2. Federal structure where neither the union nor the state is strong. Both are equal in powers in their spheres. They work in cooperation. This is known as cooperative federalism.
3. Confederation is the system where the state is more powerful than the union government. In other words, a system where the state is strong and the centre is weak.
In India, we have a federal structure where the centre and the state works in synergy and cooperation. There may be some exceptional situations when the centre occupies more power than the state like in case of national security, defence and so on. But we can say that we have a federal structure in the country. Some authors say it as quasi-federal or federation with a strong centre or federal structure with a strong centralising tendency.

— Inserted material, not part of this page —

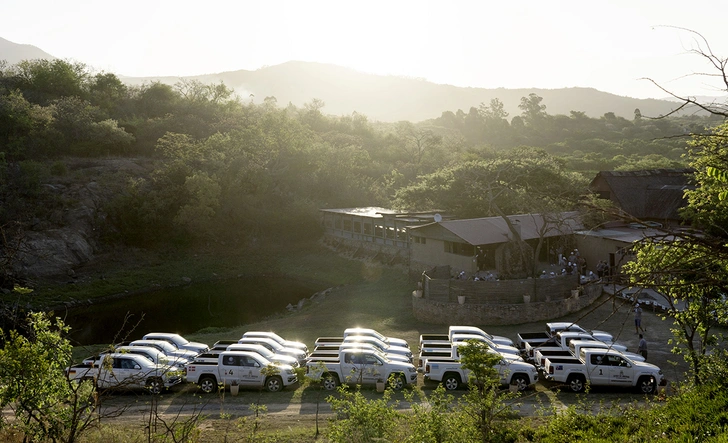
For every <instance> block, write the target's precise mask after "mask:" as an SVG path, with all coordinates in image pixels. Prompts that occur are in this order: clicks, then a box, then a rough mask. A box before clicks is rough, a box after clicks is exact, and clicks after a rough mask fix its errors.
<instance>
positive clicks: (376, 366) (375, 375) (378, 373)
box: [362, 354, 386, 384]
mask: <svg viewBox="0 0 728 443" xmlns="http://www.w3.org/2000/svg"><path fill="white" fill-rule="evenodd" d="M362 363H363V365H362V371H363V374H362V380H363V383H365V384H374V383H376V382H377V380H379V379H382V380H384V378H385V377H386V374H383V373H382V368H383V367H384V363H383V362H382V361H381V360H379V359H378V358H377V356H375V355H372V354H364V355H362Z"/></svg>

What Is Cooperative Federalism
Cooperative federalism means that there should be a mechanism for coordination between the union and the states. Institutions like the national development council, finance commission, and zonal councils have promoted cooperative federalism. The government has regularly tried to make it more practical and real. The central government has taken initiatives like:
1. They have granted more autonomous powers to states in many matters.
2. They have replaced planning commission with the institution of Niti Ayog, which is considered as a symbol of cooperative federalism.
3. There is distribution of powers between the centre and the states. Schedule VII of the Indian Constitution provides three lists which prescribes the powers of both the governments and concurrent list implies cooperative federalism.
4. The most recent initiative is the goods and services tax, which has become a common platform for both the centre and the state for levying tax. It is a comprehensive and uniform tax which has replaced many indirect taxes.
What Is Competitive Federalism
Competitive federalism is a philosophy that promotes competition between the states and the union and between the state governments. More than cooperation, the states, and the union government have started working in an atmosphere of competition.
Like the selection of smart cities by competitive bidding. And the 15th finance commission shall prepare an index for evaluating the performance of the states individually, and money shall be devolved to the states on the basis of their performance.
In the present era, states are taking initiatives to improve the ease of doing business and standard of living. They are taking initiatives in the administrative sector, health sector, and so on. For example, the state-sponsored Rythu Bandhu scheme in Telangana, Kalia scheme in Orissa, are running parallel to the center’s scheme for farmers like PM Kisan Yojana.
On the other hand, the centre wants the states to be smart, simple, accountable, and responsive to their population. There is a mutual understanding between the states and the centre that innovation is essential for the socio-economic progress and transformation in the country. This is where competitive federalism is playing an important role in shaping and development of the nation.